When Wonderful Town opened on Broadway in February 1953, the musical represented the fourth iteration of author Ruth McKenney’s autobiographical tales of the misadventures that befell her and her younger sister Eileen when they left their Ohio home to find fame and fortune in New York City.
Originally published in The New Yorker, McKenney’s infectiously comic stories were anthologized in the 1938 best-seller My Sister Eileen. Two years later, playwrights Jerome Chodorov and Joseph A. Fields adapted the stories into a hit stage play of the same name, then turned the play into a popular 1942 film, starring Rosalind Russell as Ruth and Janet Blair as Eileen. Russell and Blair repeated their roles in a 1946 radio adaptation for CBS’ Academy Awards Theater; a planned CBS radio series to star Lucille Ball, however, never materialized. (Another popular series, My Friend Irma, appropriated My Sister Eileen’s basic premise and characterizations, resulting in a successful lawsuit brought by McKenney and her producer.)

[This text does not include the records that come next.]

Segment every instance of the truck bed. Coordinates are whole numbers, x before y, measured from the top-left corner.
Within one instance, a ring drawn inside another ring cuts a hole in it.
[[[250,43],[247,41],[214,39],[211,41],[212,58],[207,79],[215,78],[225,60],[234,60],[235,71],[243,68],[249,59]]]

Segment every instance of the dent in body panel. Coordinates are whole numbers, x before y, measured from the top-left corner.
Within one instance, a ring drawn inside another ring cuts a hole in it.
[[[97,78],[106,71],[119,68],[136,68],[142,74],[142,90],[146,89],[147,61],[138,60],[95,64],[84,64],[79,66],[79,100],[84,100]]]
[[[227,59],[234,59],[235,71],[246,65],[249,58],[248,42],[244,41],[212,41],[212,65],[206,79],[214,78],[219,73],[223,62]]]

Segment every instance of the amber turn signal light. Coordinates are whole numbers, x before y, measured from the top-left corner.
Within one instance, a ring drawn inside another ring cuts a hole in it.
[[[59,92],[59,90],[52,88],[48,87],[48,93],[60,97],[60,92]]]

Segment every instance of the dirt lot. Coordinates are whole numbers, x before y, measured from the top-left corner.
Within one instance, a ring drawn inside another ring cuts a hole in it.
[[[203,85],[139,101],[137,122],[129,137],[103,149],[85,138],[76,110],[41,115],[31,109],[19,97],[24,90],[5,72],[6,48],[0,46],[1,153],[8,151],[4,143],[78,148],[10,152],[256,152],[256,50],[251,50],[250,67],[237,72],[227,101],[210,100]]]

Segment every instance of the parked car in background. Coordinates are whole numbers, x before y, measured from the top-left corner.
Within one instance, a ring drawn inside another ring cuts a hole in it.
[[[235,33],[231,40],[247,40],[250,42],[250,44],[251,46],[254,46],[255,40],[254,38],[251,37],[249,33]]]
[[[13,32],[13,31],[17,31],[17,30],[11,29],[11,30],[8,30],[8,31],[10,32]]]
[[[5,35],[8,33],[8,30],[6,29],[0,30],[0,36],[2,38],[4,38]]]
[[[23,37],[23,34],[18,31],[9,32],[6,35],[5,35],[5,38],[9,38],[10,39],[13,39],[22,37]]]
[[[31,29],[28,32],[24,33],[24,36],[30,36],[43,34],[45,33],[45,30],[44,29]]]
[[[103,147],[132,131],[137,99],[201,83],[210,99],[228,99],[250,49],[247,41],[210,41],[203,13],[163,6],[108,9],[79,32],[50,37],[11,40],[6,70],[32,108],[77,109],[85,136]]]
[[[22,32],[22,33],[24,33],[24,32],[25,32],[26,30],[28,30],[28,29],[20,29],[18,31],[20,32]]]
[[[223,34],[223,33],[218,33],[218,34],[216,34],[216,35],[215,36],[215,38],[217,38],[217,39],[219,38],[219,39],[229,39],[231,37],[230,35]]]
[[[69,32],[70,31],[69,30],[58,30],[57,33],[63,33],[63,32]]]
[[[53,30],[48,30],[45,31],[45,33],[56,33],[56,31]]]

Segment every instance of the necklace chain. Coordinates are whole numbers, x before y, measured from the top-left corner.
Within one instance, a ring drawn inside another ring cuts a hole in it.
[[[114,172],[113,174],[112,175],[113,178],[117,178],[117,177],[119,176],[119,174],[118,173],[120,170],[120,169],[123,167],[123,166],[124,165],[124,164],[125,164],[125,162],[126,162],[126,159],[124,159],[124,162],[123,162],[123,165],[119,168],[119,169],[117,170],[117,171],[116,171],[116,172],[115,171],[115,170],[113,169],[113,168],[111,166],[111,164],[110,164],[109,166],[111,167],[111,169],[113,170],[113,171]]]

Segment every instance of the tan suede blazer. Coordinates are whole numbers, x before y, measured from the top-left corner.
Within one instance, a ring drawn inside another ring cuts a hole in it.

In 1952, Fields and Chodorov began work on a musical adaptation of the story, intent on creating a vehicle for Russell’s long-anticipated return to the Broadway stage. But by December of that year, the songs created by the composer originally hired for the assignment were deemed unusable by the two writers. With the start of rehearsals only five weeks away, and with Russell’s availability limited due to her film commitments, director George Abbott placed a frantic call to lyricists Betty Comden and Adolph Green, pleading for their help with the show; they in turn asked their old friend and collaborator Leonard Bernstein if he would supply a few songs for the adaptation. Neither Green nor Comden was especially excited by the project, but their attitudes were soon changed by Bernstein’s enthusiasm for the source material and its musical possibilities. In the midst of their initial meeting with the composer, Green wrote later, Bernstein suddenly exclaimed, “Say, I’ve got a great idea for a ‘Sister Eileen’ tune.” At that moment, according to Green, “We started working on the show. I don’t think we left that studio all month.”
Wonderful Town would become the third of Bernstein’s creations (including the ballet Fancy Free and its musical theater adaptation, On the Town) to deal with the idea of New York as a big, warmhearted haven for arriving innocents. (Comden and Green would create the similarly themed Bells Are Ringing with composer Jule Styne three years later.) Drawing in part on his previous work in jazz composition, opera and operetta, Bernstein created one of his most eclectic scores, including ballads (“A Little Bit in Love” and “A Quiet Girl”), exuberant dance numbers (“Conga” and “Swing”), comic character songs (“One Hundred Easy Ways” and “Pass The Football”) and Bernstein’s favorite, “Conversation Piece,” in which five characters engage in a halting discussion at an achingly uncomfortable dinner party. Although the score contained no stand-alone hits, its infectious romanticism, laced with Comden and Green’s witty lyrics, drew critical plaudits and helped make Wonderful Town the musical hit of the 1952/1953 season. Winning five Tony Awards, including Best Musical, the show ran for 559 performances, making it Bernstein’s most successful Broadway show after West Side Story. (After her departure, Russell was replaced by Carol Channing for the final six months of the run.)
Although professional revivals have been infrequent, the show’s popularity has endured, due in large part to a growing appreciation of Bernstein’s surprisingly sophisticated score. A live television broadcast of the show, again featuring Russell as Ruth, aired in November 1958; several studio recordings of the score were also made in the late ‘90s and early 2000s. In May 2000, Wonderful Town was presented in staged concert form as part of the City Center Encores! series, featuring Donna Murphy and Laura Benanti; its success led to a major Broadway revival of the show in 2003, directed by Kathleen Marshall and starring Murphy, who won a Tony Award for her performance. Now, Tony Award winner and Goodman Resident Manilow Director Mary Zimmerman sets her new exploration of this beloved work in the era in which it was created, the early 1950s, when Greenwich Village continued to be the thriving hub of poets, painters, writers and free-thinkers of all persuasions. Nearly 80 years after they first appeared in print, Ruth McKenney’s tale of two young sisters poised on the brink of urban adventure continues to delight new generations of audiences with their innocence, charm and irresistible humor—brought to rousing musical life by the acknowledged masters of American musical comedy.